The Swedish Government on 20 June 2017 issued a statement proposing important changes in the area of corporate taxation. The main proposals are summarised below:
- According to the announcement the deductibility of the net interest expense would be limited to 35% of taxable EBIT, while a limitation to 25% of taxable EBITDA is presented as an alternative.
- The corporate income tax rate for legal entities would be reduced from 22% to 20%.
- New rules are proposed to prevent deductions relating to hybrid mismatches. The rules should implement parts of BEPS Action 2 and ATAD (Anti Tax Avoidance Directive).

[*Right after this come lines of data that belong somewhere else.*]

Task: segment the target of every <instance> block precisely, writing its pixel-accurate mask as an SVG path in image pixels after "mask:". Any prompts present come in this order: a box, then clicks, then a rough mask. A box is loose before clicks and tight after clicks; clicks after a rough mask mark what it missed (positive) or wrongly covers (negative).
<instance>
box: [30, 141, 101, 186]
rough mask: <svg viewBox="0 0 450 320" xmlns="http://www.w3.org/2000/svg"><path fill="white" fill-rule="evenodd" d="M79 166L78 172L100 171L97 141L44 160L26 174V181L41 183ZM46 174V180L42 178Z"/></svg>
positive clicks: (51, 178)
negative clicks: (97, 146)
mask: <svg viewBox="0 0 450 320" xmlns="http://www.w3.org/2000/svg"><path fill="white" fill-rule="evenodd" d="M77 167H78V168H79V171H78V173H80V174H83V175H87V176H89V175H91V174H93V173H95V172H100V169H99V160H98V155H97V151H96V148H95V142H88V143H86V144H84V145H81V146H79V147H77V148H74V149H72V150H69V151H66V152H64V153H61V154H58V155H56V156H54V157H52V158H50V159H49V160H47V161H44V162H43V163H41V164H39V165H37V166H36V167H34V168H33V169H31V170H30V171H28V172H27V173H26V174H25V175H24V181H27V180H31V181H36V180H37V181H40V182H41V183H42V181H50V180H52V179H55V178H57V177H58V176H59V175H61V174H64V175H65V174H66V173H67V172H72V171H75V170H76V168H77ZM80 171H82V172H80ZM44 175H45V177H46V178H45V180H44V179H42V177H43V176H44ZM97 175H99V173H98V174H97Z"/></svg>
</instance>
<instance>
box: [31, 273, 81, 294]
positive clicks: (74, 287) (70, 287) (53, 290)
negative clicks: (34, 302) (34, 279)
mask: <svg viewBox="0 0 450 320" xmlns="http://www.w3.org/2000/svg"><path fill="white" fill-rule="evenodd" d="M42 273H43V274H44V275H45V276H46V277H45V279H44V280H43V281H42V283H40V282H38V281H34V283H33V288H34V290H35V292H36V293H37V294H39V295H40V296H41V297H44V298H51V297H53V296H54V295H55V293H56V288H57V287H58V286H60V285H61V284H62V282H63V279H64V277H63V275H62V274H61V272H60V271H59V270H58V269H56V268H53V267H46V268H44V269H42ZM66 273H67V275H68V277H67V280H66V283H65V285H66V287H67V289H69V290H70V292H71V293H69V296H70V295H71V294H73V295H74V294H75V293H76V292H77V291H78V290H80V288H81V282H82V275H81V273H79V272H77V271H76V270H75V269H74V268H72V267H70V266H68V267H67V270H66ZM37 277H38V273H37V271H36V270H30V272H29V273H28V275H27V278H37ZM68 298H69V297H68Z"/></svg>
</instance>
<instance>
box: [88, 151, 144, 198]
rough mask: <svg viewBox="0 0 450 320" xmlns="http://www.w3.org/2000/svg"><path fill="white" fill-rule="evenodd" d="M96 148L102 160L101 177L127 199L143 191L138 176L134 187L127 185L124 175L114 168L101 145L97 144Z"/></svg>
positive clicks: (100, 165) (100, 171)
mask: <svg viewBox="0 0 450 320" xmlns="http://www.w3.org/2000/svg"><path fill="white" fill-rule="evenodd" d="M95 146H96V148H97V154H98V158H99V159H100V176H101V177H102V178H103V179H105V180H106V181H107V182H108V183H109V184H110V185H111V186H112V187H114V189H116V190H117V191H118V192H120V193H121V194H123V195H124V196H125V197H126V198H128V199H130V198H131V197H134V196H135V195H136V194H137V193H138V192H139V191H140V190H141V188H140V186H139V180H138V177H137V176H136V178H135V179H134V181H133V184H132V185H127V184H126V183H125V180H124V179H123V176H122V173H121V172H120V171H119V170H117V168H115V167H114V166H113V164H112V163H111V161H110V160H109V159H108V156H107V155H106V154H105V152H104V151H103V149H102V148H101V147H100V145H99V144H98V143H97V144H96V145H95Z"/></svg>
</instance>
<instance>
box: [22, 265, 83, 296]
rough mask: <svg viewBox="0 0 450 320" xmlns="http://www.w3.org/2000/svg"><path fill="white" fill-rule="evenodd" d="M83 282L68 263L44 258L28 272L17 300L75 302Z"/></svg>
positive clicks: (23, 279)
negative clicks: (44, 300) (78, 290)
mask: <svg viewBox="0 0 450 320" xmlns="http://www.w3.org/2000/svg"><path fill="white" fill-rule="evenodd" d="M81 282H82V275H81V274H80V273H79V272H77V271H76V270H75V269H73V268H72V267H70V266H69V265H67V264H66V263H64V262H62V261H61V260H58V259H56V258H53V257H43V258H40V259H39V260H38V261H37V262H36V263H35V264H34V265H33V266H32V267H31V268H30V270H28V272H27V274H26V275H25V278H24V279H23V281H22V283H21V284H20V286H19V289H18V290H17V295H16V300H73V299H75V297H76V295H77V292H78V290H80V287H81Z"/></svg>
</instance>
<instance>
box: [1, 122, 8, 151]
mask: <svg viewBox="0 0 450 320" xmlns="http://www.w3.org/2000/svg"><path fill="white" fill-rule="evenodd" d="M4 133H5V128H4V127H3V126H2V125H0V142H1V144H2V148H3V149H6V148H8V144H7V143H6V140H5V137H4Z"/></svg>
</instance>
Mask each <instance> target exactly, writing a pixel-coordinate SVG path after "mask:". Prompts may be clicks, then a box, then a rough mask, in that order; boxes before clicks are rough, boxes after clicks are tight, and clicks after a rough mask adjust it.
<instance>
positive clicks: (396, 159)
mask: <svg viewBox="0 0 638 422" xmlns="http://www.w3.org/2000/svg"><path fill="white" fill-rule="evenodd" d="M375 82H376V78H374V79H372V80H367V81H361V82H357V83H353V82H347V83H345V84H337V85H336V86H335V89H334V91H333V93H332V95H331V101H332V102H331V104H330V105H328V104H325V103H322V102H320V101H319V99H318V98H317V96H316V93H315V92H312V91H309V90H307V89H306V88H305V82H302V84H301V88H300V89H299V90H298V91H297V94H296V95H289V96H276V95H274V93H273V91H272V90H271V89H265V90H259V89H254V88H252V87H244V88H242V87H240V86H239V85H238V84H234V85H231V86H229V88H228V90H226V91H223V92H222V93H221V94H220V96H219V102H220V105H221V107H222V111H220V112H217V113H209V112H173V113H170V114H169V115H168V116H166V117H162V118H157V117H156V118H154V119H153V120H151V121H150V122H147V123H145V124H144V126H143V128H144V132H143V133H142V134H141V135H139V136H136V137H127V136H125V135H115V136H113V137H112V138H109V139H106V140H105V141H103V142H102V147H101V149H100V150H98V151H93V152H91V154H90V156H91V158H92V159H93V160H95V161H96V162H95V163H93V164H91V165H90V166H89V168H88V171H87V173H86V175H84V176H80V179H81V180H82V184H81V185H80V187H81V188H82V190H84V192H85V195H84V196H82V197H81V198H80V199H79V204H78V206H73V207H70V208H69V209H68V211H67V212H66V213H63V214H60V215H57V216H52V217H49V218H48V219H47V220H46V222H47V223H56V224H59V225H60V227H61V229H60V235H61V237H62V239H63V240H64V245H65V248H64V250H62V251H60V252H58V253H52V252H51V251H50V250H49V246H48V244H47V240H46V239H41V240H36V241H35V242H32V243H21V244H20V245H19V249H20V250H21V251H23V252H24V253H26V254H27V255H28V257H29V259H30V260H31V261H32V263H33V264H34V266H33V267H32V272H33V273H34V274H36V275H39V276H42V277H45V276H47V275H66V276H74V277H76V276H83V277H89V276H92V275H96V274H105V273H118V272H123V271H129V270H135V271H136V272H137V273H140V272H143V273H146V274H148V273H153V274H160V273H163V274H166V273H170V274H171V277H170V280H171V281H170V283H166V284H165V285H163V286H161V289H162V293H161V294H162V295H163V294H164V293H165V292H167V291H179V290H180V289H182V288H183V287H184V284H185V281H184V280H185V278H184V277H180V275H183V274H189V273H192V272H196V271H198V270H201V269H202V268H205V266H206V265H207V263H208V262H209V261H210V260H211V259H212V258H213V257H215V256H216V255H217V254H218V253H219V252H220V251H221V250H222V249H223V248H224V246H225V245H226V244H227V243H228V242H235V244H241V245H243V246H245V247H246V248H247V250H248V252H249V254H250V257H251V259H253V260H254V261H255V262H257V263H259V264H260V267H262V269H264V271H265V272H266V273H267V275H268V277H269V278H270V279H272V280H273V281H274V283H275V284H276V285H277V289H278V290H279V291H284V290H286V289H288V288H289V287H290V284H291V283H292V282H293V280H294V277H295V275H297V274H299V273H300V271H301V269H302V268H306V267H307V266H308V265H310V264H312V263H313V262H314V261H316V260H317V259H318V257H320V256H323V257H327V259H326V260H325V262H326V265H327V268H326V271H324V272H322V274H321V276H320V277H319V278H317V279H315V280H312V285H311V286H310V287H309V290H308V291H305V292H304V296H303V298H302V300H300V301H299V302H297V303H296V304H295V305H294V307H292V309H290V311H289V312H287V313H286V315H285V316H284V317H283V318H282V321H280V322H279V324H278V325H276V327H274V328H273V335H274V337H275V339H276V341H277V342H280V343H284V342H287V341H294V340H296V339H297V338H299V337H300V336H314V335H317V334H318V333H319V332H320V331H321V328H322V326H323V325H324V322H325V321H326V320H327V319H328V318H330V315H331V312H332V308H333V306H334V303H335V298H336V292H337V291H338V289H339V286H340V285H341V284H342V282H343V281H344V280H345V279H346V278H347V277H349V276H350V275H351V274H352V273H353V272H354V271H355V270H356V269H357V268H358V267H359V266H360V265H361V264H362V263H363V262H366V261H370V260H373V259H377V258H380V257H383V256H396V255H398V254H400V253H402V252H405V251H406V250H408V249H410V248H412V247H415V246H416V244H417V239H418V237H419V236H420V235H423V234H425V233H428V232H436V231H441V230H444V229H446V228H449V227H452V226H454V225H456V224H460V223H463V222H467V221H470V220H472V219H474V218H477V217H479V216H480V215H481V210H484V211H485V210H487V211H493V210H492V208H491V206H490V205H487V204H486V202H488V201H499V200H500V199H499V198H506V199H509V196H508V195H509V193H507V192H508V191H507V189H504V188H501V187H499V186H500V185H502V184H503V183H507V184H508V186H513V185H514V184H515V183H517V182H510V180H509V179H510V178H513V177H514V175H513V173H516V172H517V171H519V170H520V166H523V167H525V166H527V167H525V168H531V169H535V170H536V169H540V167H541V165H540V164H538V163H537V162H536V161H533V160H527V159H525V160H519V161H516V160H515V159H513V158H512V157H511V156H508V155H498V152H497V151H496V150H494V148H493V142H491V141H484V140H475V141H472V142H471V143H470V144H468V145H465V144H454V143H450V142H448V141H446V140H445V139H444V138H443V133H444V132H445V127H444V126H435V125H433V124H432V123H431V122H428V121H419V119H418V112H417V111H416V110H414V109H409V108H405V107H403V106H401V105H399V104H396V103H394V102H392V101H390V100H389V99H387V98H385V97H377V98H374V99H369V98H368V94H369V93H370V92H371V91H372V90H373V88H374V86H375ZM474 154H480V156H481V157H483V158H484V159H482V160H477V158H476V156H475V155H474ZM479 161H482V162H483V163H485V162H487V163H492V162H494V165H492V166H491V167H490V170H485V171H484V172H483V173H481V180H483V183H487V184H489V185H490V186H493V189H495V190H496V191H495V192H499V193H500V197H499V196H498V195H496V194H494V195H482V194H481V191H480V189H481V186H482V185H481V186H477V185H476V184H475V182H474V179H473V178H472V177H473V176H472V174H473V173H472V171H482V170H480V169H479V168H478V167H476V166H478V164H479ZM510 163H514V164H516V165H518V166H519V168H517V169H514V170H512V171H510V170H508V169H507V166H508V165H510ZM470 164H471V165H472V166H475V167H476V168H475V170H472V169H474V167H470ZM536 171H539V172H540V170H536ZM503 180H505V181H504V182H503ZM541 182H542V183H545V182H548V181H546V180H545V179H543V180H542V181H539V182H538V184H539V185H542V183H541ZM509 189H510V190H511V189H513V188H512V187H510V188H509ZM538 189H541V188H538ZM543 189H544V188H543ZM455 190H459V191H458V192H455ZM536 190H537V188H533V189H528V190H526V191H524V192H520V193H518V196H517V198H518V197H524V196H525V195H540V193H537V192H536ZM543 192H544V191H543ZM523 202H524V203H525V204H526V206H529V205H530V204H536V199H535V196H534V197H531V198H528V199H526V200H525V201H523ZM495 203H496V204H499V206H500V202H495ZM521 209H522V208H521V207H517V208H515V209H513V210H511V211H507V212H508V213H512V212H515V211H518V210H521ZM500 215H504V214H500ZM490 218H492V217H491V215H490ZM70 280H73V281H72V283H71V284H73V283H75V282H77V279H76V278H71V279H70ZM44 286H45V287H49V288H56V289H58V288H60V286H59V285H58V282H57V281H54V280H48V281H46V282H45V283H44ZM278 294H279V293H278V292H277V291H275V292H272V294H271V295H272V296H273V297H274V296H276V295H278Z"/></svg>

Additional proposals are to be expected later to fully implement the restrictions from Action 2 and ATAD.
- According to the announcement, each company in a group may decide to apply a safe harbour rule which allows a deduction of the net interest expense of SEK 100,000 (approximately € 10,000). The limit applies to group level so that the total amount that can be deducted within a group under the Safe Harbor rule is limited to SEK 100,000.
- The introduction of tax rules for finance leases and the new leasing obligation would be applicable to assets such as inventory, machinery and equipment, buildings, fixed installations/ground installations and land.
- Temporary limitation on the utilisation of tax losses carry forward. It is proposed that there will be a temporary restriction during two (EBIT-rule) or three years (EBITDA-rule) in respect of the utilisation of tax losses carry forward. Only 50% of the taxable profit will be possible to set off against losses. Any unused losses may be carried forward indefinitely.
- Standardised income from emergency residences for non-life insurers
It is proposed that most new provisions should enter into force on 1 July 2018.
The Swedish government has Proposes some tax changes on 30 March 2017, regarding taxation of real estate. The proposal will now be referred to stakeholders for consultation before a final version is handed to Parliament for voting. The new rules are proposed to enter into force on 1 July 2018.
The key features of the process are:
-The sale of a company whish’s assets mainly consist of real estate will, simplified, be taxed as if the real estate was sold separately. The company sold will be liable to pay the tax.
– The stamp duty should no longer be levied on intra-group property transactions and the stamp duty for companies is dropped from 4.5% to 2%.
-Intra-group real estate transactions of land and buildings that can be carried out below market value are to support continuity in terms of acquisition values, accumulated depreciation and the tax residual value.
– A tax impartial transfer of real estate below the fair market value will have no effect on the acquisition value, tax base, and tax reductions made.
On 1 March 2017, the South African Revenue (SARS) issued a private binding ruling no. BPR 267 regarding dividends tax and the ‘most favoured nation’ clause in a tax treaty concluded with Sweden. The ruling determines whether dividends tax must be withheld when a dividend is paid to the beneficial owner that is a resident of the Kingdom of Sweden. Sweden and South Africa concluded the SA/Sweden tax treaty which, when read with the Protocol, includes a ‘most favoured nation’ clause.
The ruling is mainly issued on the basis of an application from a company incorporated in and a resident of South Africa that is a wholly-owned subsidiary of a company incorporated in and a resident of Sweden. According to ruling, applicant will not be required to withhold dividends tax from the dividend payments to parent company if parent company complies with the documentary requirements in section 64G(3). The ruling describes that the MFN treatment under the treaty with Sweden was triggered by the South Africa – Kuwait Income Tax Treaty (2004).
This binding private ruling is valid for a period of three years from 7 December 2016.
The regulation on the automatic exchange of country-by-country (CbC) reporting (the Regulation) was published in the Official Gazette on 14 March 2017. The law proposal had been adopted on 1st March 2017. The Regulation, which will enter into force on 1 April 2017 and also available here.
The government announced on 24 February 2017 its decision to withdraw plans to introduce a special tax on banks and other financial institutions. The bank tax was originally intended to eliminate the tax advantage the banking sector receives due to the fact that financial services are exempt from VAT.